La historia es mucho más complicada y no se reduce a estos momentos, incluye otros episodios y debates. Los primeros años del movimiento de liberación dejaron su propio legado, con nombres que emulaban al Frente de Liberación Nacional de Vietnam y una intuición anticapitalista, aprendida de las alas izquierdas del feminismo y el movimiento negro. Esos años cortos e intensos fueron seguidos por un derrotero parecido al del movimiento feminista: de lo colectivo a lo individual, de la liberación a la “libre” elección, de la emancipación (que suponía la lucha por otra sociedad) a la ampliación de derechos en una sociedad desigual como techo de las aspiraciones.
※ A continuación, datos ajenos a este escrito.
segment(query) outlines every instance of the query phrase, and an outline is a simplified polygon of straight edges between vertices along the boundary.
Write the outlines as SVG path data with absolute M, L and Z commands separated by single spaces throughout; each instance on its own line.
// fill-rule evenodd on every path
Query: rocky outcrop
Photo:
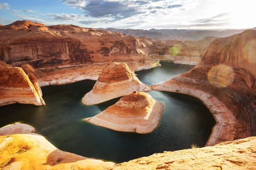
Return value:
M 106 62 L 120 54 L 126 61 L 150 60 L 137 49 L 145 45 L 121 33 L 26 20 L 1 26 L 0 30 L 0 60 L 13 66 Z
M 16 103 L 45 105 L 35 70 L 30 65 L 23 66 L 27 75 L 22 68 L 0 60 L 0 106 Z
M 157 128 L 163 111 L 163 103 L 150 95 L 134 91 L 100 113 L 84 120 L 115 130 L 148 133 Z
M 209 44 L 216 37 L 207 37 L 197 41 L 176 40 L 160 41 L 146 37 L 139 37 L 140 41 L 147 45 L 142 49 L 150 57 L 162 61 L 177 64 L 195 65 Z
M 256 137 L 251 137 L 213 147 L 155 153 L 105 170 L 254 170 L 256 157 Z
M 30 125 L 20 123 L 15 123 L 0 128 L 0 136 L 34 133 L 35 128 Z
M 95 105 L 130 94 L 144 91 L 148 87 L 141 82 L 126 63 L 110 62 L 102 70 L 93 90 L 82 99 L 83 104 Z
M 35 87 L 36 93 L 40 98 L 40 100 L 41 100 L 42 102 L 44 102 L 44 100 L 42 98 L 43 93 L 42 93 L 41 88 L 38 85 L 38 79 L 35 76 L 35 71 L 32 66 L 29 64 L 23 64 L 23 65 L 21 65 L 20 67 L 23 69 L 29 76 L 29 79 Z
M 256 136 L 256 40 L 254 30 L 216 39 L 192 70 L 151 87 L 204 102 L 217 122 L 207 146 Z
M 99 170 L 115 164 L 59 150 L 43 136 L 27 131 L 29 127 L 16 124 L 0 129 L 0 169 Z

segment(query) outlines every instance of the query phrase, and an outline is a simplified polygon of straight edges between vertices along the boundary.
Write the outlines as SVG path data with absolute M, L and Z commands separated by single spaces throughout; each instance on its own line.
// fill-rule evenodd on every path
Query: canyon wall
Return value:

Muchos de los debates que atraviesan el feminismo encuentran similitudes en el movimiento LGBTQI+. Para ambos, es cierto que el capitalismo estableció las condiciones materiales para una vida que antes no era imaginable, pero es igual de cierto que “bajo el capitalismo, algunas personas pueden crear las vidas que quieren para sí mismas, pero la mayoría de la gente no puede hacerlo, incluso con nuevas libertades sexuales”. Esto último se lo respondió D’Emilio en una entrevista con Meagan Day en la revista Jacobin que le preguntó por qué hay que ser anticapitalista si consideramos las posibilidades que abrió.
Nos tomamos el atrevimiento de pensar en un agregado posible a esa respuesta, importante cuando ya vivimos demasiadas décadas bajo el sopor de la “igualdad”. Es una reflexión de la psicóloga y feminista Juliet Mitchell en Women: The Longest Revolution:
Si solo desarrollamos la conciencia feminista… lo que conseguiremos es no una conciencia política, sino el equivalente al chauvinismo nacional de las naciones del tercer mundo o el economicismo entre las organizaciones obreras; una mirada que se ve a sí misma, que solo ve el funcionamiento interno de un segmento; los intereses de ese segmento.
Esa advertencia a las feministas de los años 1970 adquiere una nueva relevancia cuando las democracias capitalistas nos alientan todo el tiempo a “vernos a nosotros mismos”, a ampliar derechos para nuestro “segmento”. Porque lo contrario, pelear contra la opresión implicaría poner todo en cuestión.